Os dados Portugueses indicam que os pais são fundamentais enquanto suporte (financeiro, instrumental e emocional) dos trajectos de transição dos jovens para a idade adulta, dando origem a novas solidariedades e dependências (Guerreiro & Abrantes, 2004). A permanência prolongada em casa dos pais envolve muitas vezes alterações nas relações entre pais e filhos. De acordo com Pappámikail (2004), o adiamento da saída de casa veio introduzir redefinições e reconfigurações nas dinâmicas de convivência familiar. Segundo esta autora: Pais e filhos vêm-se assim

“obrigados” a negociar novos espaços de autonomia, bem como novas articulações entre estados de dependência financeira e independência associada à condição adulta

(Pappámikail, 2004, p. 92). Assim, estas relações são geralmente estruturadas a partir de um modelo mais igualitário do que hierárquico, em que pais e filhos vivem juntos e apoiam-se mutuamente. Os jovens não se encontram numa condição subordinada,

como no modelo tradicional, mas gozam de um estatuto de “semi-dependência” que lhes confere uma grande liberdade de acção e apoio financeiro. A este nível Cavalli (1997) argumenta que, este padrão de apoio é mais comum para as famílias de classe média e alta, contudo também se começa a generalizar para as restantes classes. Estão a ocorrer, desta forma, transformações nos valores culturais associados às famílias do Sul da Europa em que se assiste a uma progressiva redução da autoridade parental e uma menor clivagem associada ao sexo dos jovens (Andrade, 2006).

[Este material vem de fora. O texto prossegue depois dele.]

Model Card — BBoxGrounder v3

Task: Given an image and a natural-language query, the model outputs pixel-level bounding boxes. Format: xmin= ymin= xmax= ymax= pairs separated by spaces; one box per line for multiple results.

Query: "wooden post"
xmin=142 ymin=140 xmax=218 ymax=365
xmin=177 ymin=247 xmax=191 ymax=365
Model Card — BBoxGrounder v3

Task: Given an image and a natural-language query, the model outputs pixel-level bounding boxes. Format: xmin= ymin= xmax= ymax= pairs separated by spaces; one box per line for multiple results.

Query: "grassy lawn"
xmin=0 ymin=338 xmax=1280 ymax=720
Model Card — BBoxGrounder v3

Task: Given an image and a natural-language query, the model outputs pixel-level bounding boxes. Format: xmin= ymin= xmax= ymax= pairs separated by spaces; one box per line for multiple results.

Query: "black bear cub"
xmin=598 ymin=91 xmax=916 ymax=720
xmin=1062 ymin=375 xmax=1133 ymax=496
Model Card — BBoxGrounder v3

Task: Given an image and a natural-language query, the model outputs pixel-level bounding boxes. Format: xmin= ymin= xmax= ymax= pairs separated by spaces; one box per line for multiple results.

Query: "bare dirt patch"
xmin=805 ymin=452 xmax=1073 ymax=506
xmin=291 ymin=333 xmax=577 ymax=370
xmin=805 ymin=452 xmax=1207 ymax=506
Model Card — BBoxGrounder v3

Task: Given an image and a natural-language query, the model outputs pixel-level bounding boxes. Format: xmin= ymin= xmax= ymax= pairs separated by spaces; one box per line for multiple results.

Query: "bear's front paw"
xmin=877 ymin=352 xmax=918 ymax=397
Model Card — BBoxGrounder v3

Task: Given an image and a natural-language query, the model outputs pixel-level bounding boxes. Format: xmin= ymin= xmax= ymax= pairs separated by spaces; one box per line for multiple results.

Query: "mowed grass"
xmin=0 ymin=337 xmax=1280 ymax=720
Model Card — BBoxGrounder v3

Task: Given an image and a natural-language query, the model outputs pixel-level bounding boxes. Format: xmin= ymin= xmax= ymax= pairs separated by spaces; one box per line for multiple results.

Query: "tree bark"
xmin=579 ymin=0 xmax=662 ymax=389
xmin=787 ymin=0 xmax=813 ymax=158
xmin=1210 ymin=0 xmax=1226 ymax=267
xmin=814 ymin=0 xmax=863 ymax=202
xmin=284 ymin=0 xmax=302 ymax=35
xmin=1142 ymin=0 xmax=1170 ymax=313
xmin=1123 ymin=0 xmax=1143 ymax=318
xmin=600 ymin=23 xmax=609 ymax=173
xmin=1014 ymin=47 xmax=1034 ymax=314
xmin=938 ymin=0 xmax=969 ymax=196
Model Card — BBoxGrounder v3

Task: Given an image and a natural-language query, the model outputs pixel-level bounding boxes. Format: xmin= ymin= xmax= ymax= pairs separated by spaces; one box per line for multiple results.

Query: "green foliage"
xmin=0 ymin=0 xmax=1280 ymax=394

Novos significados sobre a vivência da parentalidade também poderão estar a emergir, como resultado destas mudanças no seio familiar. Guerrero (2001) a partir de um estudo Eurobarómetro (1993) constatou que mais de metade dos Europeus consideram positivo os filhos viverem até mais tarde com os pais, embora com variaçãoes consideráveis entre países. Rossi (1997) verificou que em Itália a coabitação entre pais e filhos é percepcionada de forma positiva e satisfatória e que esta percepção se mantém à medida que os filhos envelhecem. Um outro estudo italiano mostra que 60% dos pais italianos não vê nenhuma vantagem com a saída de casa dos filhos (Zuanna, 2001) e a maior desvantagem percebida, quer para os pais, quer para filhos, é o distanciamento emocional. Adicionalmente, outros dados europeus revelam que os jovens que permanecem em casa dos pais se encontram satisfeitos com a situação e com o grau de autonomia que dispõem, considerando os pais a principal fonte de apoio económico e emocional (Scabini & Cigoli, 1997). Apesar destes estudos não se referirem a dados portugueses, pensamos que a nossa situação deverá ser semelhante a de outros países da Europa do Sul.

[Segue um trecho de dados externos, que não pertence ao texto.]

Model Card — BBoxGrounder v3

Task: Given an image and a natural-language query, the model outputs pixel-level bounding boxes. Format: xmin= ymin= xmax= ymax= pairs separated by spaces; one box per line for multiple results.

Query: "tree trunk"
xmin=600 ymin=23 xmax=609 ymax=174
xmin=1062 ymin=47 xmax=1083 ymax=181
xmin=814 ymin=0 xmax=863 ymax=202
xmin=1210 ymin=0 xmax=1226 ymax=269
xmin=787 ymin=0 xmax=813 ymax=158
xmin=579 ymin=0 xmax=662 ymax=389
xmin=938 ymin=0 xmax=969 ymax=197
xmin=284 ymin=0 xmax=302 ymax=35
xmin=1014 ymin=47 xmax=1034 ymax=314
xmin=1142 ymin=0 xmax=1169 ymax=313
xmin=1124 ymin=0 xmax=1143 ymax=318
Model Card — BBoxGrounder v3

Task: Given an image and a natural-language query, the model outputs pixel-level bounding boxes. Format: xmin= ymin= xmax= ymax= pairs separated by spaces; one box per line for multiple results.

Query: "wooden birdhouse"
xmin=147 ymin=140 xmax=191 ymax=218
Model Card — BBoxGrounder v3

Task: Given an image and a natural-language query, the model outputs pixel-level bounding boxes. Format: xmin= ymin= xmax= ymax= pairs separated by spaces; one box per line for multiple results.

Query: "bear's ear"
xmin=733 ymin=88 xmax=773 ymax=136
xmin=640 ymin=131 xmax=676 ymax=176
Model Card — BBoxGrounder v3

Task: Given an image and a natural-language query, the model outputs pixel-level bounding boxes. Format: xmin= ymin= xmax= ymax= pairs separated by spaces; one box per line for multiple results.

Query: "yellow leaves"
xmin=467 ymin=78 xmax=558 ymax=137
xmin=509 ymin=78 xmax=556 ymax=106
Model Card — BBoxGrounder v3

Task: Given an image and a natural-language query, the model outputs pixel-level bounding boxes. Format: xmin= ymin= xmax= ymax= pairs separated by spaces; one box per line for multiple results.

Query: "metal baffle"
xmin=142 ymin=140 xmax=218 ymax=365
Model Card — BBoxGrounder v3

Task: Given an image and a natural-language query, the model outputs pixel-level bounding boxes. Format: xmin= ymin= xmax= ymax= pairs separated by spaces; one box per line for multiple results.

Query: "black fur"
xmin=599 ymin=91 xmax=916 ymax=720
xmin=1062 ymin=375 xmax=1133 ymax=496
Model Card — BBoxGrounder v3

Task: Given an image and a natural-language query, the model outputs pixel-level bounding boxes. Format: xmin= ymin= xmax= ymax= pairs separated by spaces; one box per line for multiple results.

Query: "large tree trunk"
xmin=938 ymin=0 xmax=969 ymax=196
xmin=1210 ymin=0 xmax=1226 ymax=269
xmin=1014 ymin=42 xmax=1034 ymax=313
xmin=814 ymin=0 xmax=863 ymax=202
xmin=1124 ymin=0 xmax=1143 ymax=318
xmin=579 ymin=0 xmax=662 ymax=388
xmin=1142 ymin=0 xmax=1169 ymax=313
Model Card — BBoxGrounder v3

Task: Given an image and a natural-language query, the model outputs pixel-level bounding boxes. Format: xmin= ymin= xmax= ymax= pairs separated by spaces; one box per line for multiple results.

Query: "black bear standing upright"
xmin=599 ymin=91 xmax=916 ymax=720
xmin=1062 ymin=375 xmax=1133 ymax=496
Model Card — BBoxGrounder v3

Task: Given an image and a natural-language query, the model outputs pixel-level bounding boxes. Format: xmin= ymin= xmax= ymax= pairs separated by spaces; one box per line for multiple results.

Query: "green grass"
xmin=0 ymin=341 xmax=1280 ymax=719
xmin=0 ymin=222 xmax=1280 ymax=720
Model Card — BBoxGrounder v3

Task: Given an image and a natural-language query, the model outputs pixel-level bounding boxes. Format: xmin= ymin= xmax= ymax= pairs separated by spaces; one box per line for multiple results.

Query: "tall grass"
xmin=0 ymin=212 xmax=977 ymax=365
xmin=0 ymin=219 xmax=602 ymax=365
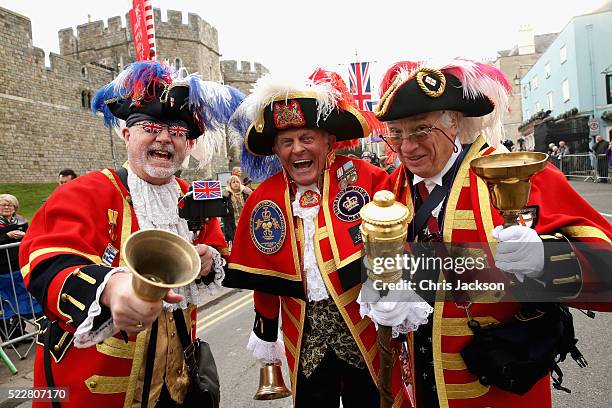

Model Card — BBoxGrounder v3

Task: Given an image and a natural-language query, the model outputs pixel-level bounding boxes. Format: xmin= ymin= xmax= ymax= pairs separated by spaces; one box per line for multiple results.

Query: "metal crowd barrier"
xmin=549 ymin=153 xmax=611 ymax=182
xmin=0 ymin=242 xmax=42 ymax=374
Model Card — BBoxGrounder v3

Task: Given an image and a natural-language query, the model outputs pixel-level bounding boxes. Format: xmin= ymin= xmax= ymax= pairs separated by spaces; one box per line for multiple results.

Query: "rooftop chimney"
xmin=518 ymin=24 xmax=535 ymax=55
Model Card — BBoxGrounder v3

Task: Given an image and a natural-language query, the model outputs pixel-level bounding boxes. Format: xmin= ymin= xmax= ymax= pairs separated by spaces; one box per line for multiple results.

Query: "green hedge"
xmin=0 ymin=183 xmax=58 ymax=221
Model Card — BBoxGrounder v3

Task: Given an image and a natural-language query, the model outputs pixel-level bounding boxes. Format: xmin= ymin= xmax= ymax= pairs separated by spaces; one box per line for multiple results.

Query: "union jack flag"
xmin=191 ymin=181 xmax=221 ymax=200
xmin=349 ymin=62 xmax=376 ymax=111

De acordo com Newman & Aptekar (2007), o aumento do número de famílias de duplo rendimento e a pouca disponibilidade de tempo para estar com os filhos poderá fazer com que os pais não se sintam preparados para deixar os filhos partir, do modo como acontecia nas gerações anteriores. De facto, a parentalidade surge cada vez mais tarde, os casais têm menos filhos e investem cada vez mais recursos nos poucos filhos que têm. Mudanças na transição para a vida adulta parecem, assim estar envolvidas em mudanças mais globais das estruturas familiares.